Another thing I noticed from skimming through the spam was the creativity in telling you that you can opt out. Most spam uses a unique message to tell you how to get off their lists. This is part of their attempt to evade your email’s spam filter. If everyone used “To opt out, click here,” for example, then the spam filters could zap every spam that comes along. So they want to avoid using recognizable text strings. Here’s a list of many of the messages in the spam I got:

c1ick here – T0 0PT 0UT
click here if you would not like to receive future mailings.
cross my name off
Discon
D-I-S-C-O-N-T-I-N-U-E
Don’t want anymore
Don’t you like it?
Future reference options:
GetOffTheList
I don’t like emails.
I don’t need this
I don’t think so
I want to say adios
If you do not w.ish to recei.ve these offers in the futu.re, rm You.rself
If you do not want to receive further mailings from —-, unsubscribe by sending an email
If you do not want to receive, please use this link
If you do not wish to receive e-mails from us in the future, Click here to unsubscribe.
no chance
NO MAILZ
No moore
No more ads
no more email’z
No More Please
No Thanks
No Thanks, Opt Me Out
Not interested?
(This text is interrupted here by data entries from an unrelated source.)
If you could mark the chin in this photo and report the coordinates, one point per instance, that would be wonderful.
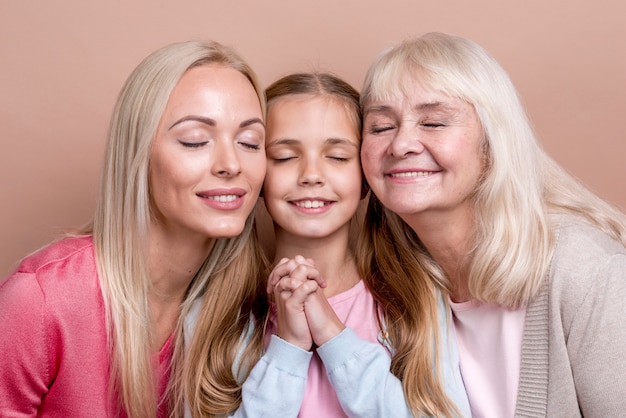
(227, 232)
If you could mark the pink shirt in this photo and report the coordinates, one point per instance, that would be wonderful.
(55, 361)
(489, 338)
(356, 309)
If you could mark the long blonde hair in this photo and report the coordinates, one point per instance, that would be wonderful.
(522, 186)
(121, 223)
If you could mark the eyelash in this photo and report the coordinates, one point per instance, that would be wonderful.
(193, 144)
(379, 129)
(254, 147)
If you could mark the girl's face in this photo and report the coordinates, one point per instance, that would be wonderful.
(313, 183)
(422, 154)
(207, 160)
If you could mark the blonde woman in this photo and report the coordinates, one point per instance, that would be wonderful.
(91, 325)
(465, 200)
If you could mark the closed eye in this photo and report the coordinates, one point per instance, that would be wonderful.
(380, 129)
(193, 144)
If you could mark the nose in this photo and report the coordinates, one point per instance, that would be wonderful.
(311, 172)
(406, 142)
(226, 160)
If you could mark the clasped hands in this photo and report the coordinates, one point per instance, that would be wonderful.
(305, 317)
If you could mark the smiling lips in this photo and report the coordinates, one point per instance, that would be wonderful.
(311, 203)
(412, 174)
(224, 199)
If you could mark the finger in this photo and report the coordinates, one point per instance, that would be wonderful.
(287, 283)
(282, 269)
(308, 272)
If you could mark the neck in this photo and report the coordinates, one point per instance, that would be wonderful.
(447, 240)
(331, 255)
(172, 266)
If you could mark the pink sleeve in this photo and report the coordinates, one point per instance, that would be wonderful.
(24, 368)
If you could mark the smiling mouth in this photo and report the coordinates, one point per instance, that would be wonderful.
(311, 204)
(413, 174)
(221, 198)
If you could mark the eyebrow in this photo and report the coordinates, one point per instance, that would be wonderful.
(211, 122)
(419, 106)
(328, 141)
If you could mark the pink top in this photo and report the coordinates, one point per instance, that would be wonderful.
(356, 309)
(55, 361)
(490, 348)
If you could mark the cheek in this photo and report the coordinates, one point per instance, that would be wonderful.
(369, 160)
(255, 169)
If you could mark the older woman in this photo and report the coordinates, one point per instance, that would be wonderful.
(534, 264)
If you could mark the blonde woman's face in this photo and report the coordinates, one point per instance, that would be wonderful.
(207, 160)
(421, 155)
(313, 182)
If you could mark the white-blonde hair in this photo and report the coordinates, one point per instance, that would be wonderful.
(521, 185)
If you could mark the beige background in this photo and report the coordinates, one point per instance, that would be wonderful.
(64, 61)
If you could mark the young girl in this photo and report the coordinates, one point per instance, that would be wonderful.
(326, 354)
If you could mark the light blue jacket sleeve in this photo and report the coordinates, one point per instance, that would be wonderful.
(360, 373)
(276, 384)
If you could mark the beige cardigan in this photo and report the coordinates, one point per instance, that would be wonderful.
(574, 347)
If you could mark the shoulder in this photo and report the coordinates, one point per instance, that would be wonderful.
(63, 269)
(58, 253)
(586, 261)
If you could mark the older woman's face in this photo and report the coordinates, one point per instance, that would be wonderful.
(421, 154)
(207, 160)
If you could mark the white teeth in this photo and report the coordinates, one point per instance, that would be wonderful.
(310, 204)
(223, 198)
(413, 174)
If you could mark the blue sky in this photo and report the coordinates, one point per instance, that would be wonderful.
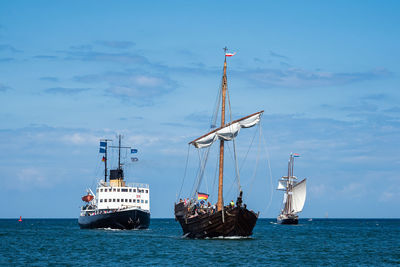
(326, 74)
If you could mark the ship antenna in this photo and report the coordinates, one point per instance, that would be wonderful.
(119, 152)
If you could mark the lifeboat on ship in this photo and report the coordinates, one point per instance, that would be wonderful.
(87, 198)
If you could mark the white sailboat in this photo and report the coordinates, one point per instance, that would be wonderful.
(294, 196)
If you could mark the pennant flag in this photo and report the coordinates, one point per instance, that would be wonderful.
(230, 54)
(202, 196)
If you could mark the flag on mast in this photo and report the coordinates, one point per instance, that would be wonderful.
(202, 196)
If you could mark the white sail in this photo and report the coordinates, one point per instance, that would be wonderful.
(228, 132)
(299, 196)
(281, 185)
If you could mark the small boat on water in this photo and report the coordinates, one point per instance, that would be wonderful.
(294, 196)
(200, 219)
(116, 204)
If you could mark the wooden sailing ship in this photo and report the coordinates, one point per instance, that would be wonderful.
(294, 196)
(235, 219)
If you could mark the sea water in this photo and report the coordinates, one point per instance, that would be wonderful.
(334, 242)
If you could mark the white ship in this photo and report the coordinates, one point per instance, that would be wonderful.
(116, 204)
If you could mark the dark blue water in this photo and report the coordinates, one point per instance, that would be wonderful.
(38, 242)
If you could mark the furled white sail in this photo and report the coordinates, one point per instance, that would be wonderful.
(228, 132)
(281, 185)
(299, 196)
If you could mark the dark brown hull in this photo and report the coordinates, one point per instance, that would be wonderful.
(237, 221)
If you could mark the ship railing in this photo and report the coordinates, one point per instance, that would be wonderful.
(137, 185)
(102, 183)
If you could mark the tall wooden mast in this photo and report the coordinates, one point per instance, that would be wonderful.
(220, 203)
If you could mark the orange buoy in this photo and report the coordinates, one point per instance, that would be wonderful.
(87, 198)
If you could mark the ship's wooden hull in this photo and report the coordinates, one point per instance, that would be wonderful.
(237, 221)
(125, 220)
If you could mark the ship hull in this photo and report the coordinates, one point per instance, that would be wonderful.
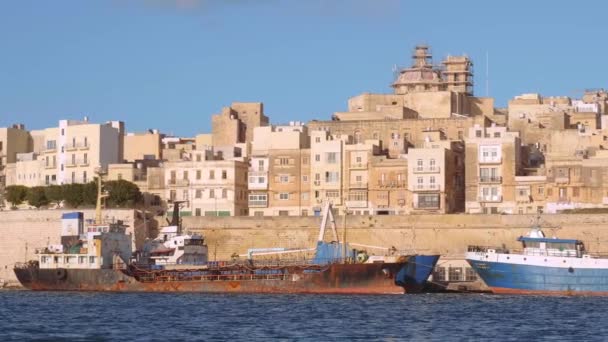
(565, 279)
(380, 278)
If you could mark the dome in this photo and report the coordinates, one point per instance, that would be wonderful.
(417, 76)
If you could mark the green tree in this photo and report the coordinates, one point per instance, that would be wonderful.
(37, 197)
(16, 194)
(54, 193)
(73, 194)
(122, 193)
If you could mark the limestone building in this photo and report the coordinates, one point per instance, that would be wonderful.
(70, 153)
(279, 171)
(493, 161)
(209, 187)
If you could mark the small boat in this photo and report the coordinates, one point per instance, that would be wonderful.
(546, 265)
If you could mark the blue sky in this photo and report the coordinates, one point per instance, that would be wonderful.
(171, 64)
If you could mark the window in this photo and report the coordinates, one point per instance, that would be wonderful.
(331, 157)
(332, 193)
(428, 201)
(332, 177)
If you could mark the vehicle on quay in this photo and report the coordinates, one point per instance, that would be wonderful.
(544, 266)
(99, 257)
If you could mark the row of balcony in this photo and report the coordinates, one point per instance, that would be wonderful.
(68, 147)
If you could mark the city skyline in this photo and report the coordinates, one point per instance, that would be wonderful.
(175, 63)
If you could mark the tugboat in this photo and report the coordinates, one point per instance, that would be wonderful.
(102, 260)
(545, 266)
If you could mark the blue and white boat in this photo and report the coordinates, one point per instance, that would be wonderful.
(545, 266)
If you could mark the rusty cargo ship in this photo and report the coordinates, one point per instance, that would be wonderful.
(99, 257)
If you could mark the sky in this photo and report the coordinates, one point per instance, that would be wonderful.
(171, 64)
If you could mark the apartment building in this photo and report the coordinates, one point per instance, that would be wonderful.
(326, 169)
(209, 187)
(358, 188)
(147, 174)
(13, 140)
(139, 146)
(279, 171)
(493, 160)
(388, 193)
(435, 175)
(70, 153)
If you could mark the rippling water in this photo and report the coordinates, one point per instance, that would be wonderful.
(26, 315)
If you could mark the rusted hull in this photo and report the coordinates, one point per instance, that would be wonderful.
(333, 279)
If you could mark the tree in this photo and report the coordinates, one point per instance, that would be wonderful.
(73, 194)
(36, 197)
(122, 193)
(16, 194)
(54, 193)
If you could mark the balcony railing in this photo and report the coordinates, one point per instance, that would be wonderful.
(361, 185)
(490, 198)
(427, 169)
(178, 182)
(391, 183)
(426, 186)
(490, 160)
(490, 179)
(258, 203)
(358, 165)
(356, 204)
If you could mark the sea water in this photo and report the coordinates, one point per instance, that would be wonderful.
(80, 316)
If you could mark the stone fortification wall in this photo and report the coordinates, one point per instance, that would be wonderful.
(448, 235)
(23, 231)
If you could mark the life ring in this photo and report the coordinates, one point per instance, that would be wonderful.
(61, 273)
(362, 257)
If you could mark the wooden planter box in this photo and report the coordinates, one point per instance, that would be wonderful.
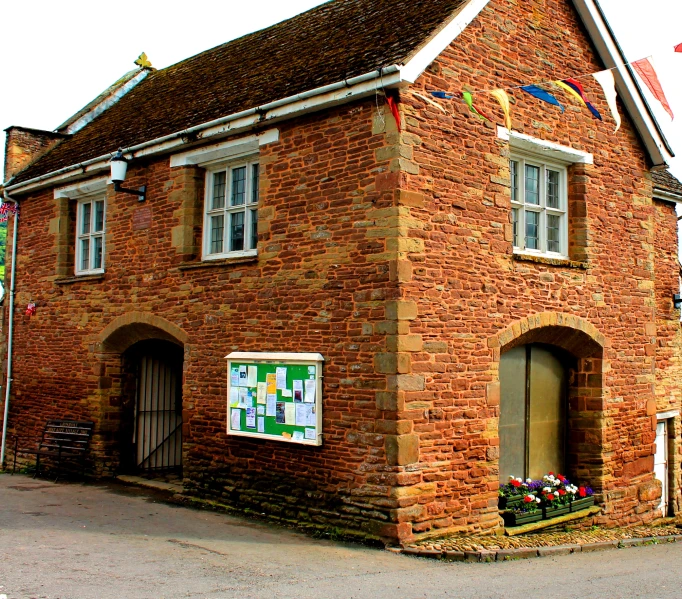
(582, 504)
(555, 511)
(507, 503)
(512, 519)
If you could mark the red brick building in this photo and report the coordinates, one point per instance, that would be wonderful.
(488, 302)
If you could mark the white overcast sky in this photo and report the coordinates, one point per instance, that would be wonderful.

Please surf here
Please don’t ask me again
press to stop receiving
pwzleduasese remove y{ouxrsel&f, if yo4iu would li(ke to disc”ontinue further mailing
rem ve
Remove here:
remove me
rmv
Subtract yourself here please
T o b e rem ov ed cl ic k he re
Take off
This isn’t for me
To be nullified from our promotion efforts, based upon, this list please proceed forward to the following HTML based removal applicaiton for email.
to be removed click here
To be removed from further emails send email to
To modify your future contact options, please reference here
To stop future advertisement click here
ToRemoveClickHere
Unsub
We will immediatly discontinue offers… just see address below and you will not see us ever again.
You may take yourself off the l.ist he.re

Also note that some of these contain words that are broken up by spaces, hyphens, or junk characters, or replace letters with simi1@r-100king numbers or symbols.

Many have even taken the image route–not including any text at all, but instead just an image with their message on it. Most use the HTML graphics route, which has the dual advantage of getting around some spam filters as well as identifying who is reading their junk mail.

Spam really is an involved business, and I have only scratched the surface here.